Christian minister who was pastor at Chicago's Cosmopolitan Community Church

Mary G. Evans (January 13, 1891 – April 12, 1966) was an American Christian minister. Evans is most known for serving as the pastor of Chicago's Cosmopolitan Community Church for 34 years, from 1932 until her death in 1966. She was the first woman to receive a Doctor of Divinity degree from Wilberforce University.

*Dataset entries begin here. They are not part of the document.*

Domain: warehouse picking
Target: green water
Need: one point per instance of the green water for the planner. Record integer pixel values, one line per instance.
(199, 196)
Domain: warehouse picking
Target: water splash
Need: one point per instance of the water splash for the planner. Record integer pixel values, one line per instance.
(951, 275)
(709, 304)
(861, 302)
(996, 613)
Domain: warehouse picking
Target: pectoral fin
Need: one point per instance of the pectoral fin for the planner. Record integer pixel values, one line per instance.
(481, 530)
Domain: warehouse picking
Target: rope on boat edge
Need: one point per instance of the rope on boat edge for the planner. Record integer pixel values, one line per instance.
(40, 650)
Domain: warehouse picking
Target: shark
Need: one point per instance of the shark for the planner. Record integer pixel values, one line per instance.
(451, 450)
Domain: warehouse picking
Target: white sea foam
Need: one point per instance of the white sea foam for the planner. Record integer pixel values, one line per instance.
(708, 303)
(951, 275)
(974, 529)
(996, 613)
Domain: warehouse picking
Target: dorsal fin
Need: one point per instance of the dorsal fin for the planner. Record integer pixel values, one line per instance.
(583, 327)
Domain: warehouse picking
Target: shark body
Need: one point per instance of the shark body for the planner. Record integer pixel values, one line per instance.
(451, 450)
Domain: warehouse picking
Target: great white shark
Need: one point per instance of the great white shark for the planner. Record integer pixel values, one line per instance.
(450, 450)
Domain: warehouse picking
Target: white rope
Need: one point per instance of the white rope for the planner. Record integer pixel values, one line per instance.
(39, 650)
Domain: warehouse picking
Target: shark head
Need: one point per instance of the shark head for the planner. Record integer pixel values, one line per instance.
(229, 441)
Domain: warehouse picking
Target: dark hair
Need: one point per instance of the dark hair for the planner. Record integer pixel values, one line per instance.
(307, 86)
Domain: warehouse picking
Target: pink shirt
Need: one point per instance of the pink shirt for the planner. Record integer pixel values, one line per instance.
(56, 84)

==Early life and education==
Evans was born in Washington, D. C. Orphaned at an early age, she was raised by an aunt and uncle and educated in Chicago at Wendell Phillips High School. At age 14, Evans was licensed to preach in the African Methodist Episcopal Church. After high school, she attended Wilberforce University in Ohio as a young woman. In 1913, she traveled the world, visiting Europe, North Africa, and the Middle East, and attending the World's Seventh Sunday School Convention as a delegate. Evans pursued further studies in psychology and sociology at Columbia University, the University of Chicago, and Baylor University. She was the first black student to serve as National Student Secretary for the Young Women's Christian Association.

==Career==
Evans served two churches in Indianapolis, Indiana, before becoming pastor of the interdenominational Cosmopolitan Community Church in Chicago in 1932. When she arrived at Cosmopolitan, the church was heavily in debt. Under her stewardship, the church paid its debts, refurbished its building, and in 1948 built a community center called Faith House which offered a health clinic, a gymnasium, food bank, and child care. The church later built a home for older women, opened in 1963, and Evans lived there in her last years. A colleague, the Rev. Clarence H. Hobbs, commented at her death, "She's the greatest administrator any church has ever had. I don't think any minister, any place, could have done better than Mary Evans." Evans was a strong supporter of the National Association for the Advancement of Colored People, and led successful membership drives at Cosmopolitan. She was especially moved by their anti-lynching campaign, explaining to her congregation that "If three Negroes can be lynched in one week in Mississippi, we Negroes should on our knees join the one organization that is fighting lynching." She served on the executive committee of the organization's Chicago branch and was a life member from 1955.

==Personal life and death==
Evans never married or had children. To some people, Evans was considered "mannish" in her appearance; but she was also referred to as a "motherly presence" at Cosmopolitan Church. Evans lived with teacher Harriet Kelley in Indianapolis, Indiana, and with Edna Cook during her early years in Chicago. Evans died in 1966, aged 75 years.